The Indian Air Force didn't even test the VVIP choppers bought from the UK-based AgustaWestland for Rs 3,727-crore, the national auditor told Parliament on Tuesday.
In a scathing 38-page report on the VVIP chopper deal, the Comptroller and Auditor General (CAG) said the IAF conducted field trials only on "representative helicopters" and not AW-101 VVIP choppers that were bought - a glaring violation of procurement rules.
"Audit does not have reasonable assurance…whether the parameters that remained untested at the time of trials were subsequently found fully compliant post its delivery and acceptance in India," the report said.
It also questioned the decision of then IAF chief Air Chief Marshal Fali Major to hold the trials abroad in early 2008.

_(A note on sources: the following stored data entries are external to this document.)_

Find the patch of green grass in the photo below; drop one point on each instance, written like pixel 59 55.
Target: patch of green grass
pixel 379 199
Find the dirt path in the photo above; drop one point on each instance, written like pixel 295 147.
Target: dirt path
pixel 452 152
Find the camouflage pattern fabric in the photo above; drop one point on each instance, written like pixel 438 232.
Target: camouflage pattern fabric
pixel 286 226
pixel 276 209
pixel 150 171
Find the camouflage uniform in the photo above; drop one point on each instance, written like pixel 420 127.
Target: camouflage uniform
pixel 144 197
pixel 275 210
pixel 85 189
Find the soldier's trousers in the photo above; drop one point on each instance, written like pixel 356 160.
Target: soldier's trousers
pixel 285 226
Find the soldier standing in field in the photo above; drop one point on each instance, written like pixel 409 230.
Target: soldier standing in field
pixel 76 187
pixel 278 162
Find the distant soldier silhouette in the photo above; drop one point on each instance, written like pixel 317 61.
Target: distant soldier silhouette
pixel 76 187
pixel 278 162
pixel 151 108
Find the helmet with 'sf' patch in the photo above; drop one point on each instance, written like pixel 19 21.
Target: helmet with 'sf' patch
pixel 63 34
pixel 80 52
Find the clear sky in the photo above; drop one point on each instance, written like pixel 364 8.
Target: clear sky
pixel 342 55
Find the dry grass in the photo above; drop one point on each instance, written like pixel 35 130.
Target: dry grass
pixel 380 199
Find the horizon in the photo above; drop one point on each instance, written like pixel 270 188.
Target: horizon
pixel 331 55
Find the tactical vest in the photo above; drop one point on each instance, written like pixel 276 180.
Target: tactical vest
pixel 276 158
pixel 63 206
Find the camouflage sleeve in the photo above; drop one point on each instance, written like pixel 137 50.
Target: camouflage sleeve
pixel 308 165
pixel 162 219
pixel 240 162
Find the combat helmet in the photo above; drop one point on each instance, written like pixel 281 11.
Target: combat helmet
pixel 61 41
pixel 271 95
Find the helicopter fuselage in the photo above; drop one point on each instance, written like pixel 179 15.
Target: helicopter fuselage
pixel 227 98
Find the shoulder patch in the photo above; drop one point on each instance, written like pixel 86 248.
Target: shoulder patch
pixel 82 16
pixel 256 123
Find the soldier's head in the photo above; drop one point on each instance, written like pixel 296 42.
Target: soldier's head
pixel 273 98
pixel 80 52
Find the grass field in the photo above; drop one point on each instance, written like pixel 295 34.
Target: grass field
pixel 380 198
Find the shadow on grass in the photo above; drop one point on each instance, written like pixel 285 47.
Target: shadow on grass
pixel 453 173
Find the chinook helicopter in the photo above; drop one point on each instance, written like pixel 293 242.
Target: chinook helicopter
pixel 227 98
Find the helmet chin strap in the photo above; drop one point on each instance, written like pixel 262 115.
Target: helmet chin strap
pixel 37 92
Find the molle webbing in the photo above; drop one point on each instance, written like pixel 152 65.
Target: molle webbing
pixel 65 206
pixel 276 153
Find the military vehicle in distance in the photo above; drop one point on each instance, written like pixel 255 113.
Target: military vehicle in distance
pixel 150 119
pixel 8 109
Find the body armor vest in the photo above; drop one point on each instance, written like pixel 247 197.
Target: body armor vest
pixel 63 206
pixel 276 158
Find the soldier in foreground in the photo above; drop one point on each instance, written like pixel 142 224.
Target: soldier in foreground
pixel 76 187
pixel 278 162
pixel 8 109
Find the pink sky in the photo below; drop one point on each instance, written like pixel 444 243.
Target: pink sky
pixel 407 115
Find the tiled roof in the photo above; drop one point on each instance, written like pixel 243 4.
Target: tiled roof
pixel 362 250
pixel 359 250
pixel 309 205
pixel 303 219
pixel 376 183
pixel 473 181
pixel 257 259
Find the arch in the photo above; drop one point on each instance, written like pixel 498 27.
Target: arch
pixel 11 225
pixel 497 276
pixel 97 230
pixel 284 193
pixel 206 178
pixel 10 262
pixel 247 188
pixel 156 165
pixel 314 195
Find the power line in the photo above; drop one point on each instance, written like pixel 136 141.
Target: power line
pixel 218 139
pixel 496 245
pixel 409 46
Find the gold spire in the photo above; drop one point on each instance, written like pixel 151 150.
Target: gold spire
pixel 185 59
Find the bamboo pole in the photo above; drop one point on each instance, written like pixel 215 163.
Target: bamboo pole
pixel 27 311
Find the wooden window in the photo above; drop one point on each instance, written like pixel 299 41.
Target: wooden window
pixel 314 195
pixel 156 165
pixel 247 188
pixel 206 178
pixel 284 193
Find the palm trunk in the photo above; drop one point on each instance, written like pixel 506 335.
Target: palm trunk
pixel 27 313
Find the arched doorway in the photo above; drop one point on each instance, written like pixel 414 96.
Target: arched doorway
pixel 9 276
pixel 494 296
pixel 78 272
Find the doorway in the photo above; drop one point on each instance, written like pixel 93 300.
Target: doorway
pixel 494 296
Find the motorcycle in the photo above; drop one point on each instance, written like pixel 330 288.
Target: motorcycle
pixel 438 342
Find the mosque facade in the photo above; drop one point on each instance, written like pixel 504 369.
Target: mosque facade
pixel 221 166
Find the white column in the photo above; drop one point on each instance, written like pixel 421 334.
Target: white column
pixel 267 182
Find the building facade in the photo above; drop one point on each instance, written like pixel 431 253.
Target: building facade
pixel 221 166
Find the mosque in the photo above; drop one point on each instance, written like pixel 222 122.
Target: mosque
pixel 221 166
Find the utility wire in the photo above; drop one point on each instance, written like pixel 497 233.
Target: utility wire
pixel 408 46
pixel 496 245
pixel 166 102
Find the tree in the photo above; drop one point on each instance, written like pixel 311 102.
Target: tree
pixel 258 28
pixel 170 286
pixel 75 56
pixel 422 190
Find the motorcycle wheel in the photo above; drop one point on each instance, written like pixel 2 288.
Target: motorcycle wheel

The Agusta offering was evaluated in the UK and its only competitor S-92, manufactured by American firm Sikorsky, was tested in the US. Major said the air headquarters only makes recommendations and final decisions are taken by the defence ministry.
The CAG nailed "frequent deviations" from rules in awarding the contract to AgustaWestland for 12 helicopters.
AgustaWestland is a subsidiary of Italian defence group Finmeccanica.
In an indictment of the defence ministry and IAF, the CAG raised questions on "accountability and lack of transparency" at various stages -- from firming up requirements, conducting trials to commercial negotiations.
AgustaWestland allegedly paid more than Rs 375 crore in kickbacks, which is being probed by the CBI. Former IAF chief Air Chief Marshal SP Tyagi and his cousins are among the accused.
Three of the 12 choppers were delivered by February 2013 before the government put the contract on hold following the kickback charges.
Commercial negotiations were also botched, the CAG found. The government failed to assess "the reasonableness of price". The "benchmarked cost" of Rs 4,877 crore was far higher than that offered by the vendor (Rs 3,966 crore).
The auditor faulted the government for raising the requirement for VVIP choppers from eight to 12 at an extra cost of Rs 1,240 crore, saying the assessment was not in line with the low utilisation of the existing VVIP chopper fleet.
The report, prepared during the tenure of former CAG Vinod Rai, said the revision of requirements in 2006 restricted competition and led to a single-vendor situation that benefitted AgustaWestland.